I commend Dr. Martin and all the individuals involved in CATT.¹ I was certainly impressed by the equality of efficacy between ranibizumab and bevacizumab and by the data showing that careful monthly follow-up and PRN treatment with ranibizumab provide good results at 1 year. That ranibizumab dosed monthly provided better anatomic results on OCT causes me to wonder whether the 2-year data will show a visual acuity difference between the monthly groups, but of course this remains to be seen. I also think that the use of SD-OCT in the second year will result in increased detection of fluid, improving the results in the PRN arms but increasing the number of injections.

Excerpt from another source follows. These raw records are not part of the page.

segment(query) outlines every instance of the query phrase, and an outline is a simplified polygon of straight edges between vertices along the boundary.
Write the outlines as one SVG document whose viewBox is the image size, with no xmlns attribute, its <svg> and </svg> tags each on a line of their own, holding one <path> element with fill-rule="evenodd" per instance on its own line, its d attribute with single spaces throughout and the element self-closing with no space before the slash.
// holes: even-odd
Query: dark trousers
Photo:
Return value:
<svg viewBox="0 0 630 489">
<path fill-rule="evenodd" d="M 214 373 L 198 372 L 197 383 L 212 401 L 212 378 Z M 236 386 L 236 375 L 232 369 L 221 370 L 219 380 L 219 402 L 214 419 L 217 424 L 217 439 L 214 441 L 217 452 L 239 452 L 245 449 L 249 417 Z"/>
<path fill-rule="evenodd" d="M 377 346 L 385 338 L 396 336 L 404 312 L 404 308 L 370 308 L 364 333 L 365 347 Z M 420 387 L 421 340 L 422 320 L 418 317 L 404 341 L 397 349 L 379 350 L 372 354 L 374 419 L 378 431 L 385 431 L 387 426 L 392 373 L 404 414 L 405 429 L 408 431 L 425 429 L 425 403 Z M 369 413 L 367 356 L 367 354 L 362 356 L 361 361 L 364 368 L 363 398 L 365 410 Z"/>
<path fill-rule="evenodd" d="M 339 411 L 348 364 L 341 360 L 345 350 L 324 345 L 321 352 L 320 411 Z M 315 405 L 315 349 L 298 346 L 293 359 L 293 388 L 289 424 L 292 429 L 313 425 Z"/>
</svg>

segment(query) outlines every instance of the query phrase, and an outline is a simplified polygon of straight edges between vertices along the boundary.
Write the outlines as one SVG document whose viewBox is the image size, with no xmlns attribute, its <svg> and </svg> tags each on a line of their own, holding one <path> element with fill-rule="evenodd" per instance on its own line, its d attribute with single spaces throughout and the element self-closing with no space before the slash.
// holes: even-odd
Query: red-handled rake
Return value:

Although many clinicians inject intravitreal anti-VEGF agents at 5- to 6-week intervals, CATT implies the need for more frequent injections when bevacizumab is being used. Even in MARINA and ANCHOR, there was a slight drop-off in visual acuity in the second year, so we must determine whether the visual acuity differences between monthly bevacizumab or ranibizumab and the PRN treatment arms widen.

In regard to safety and the Gower study,² more data are needed. Curtis et al3 also found a systemic safety difference between bevacizumab and ranibizumab that favored ranizibumab, but this was also a Medicare analysis, which has limitations. However, these findings should be considered. I would recommend that the Retina Society, the Macula Society, and the American Society of Retina Specialists form a task force to look at this issue to see if it is a clinically significant problem.

1. The CATT Research Group. Ranibizumab and bevacizumab for neovascular age-related macular degeneration [published online ahead of print April 28, 2011]. New Engl J Med. doi:10.1056/NEJM0a1102673.
2. Gower EW, Cassard S, Chu L, et al. Adverse event rates following intravitreal injection of Avastin or Lucentis for treating age-related macular degeneration. Abstract presented at: the Association of Research in Vision and Ophthalmology Annual Meeting; May 1-5, 2011; Fort Lauderdale, FL. Abstract 6644.
3. Curtis LH, Hammill BG, Schulman KA, Cousins SW. Risks of mortality, myocardial infarction, bleeding, and stroke associated with therapies for age-related macular degeneration. Arch Ophthalmol. 2010;128(10):1273-1279.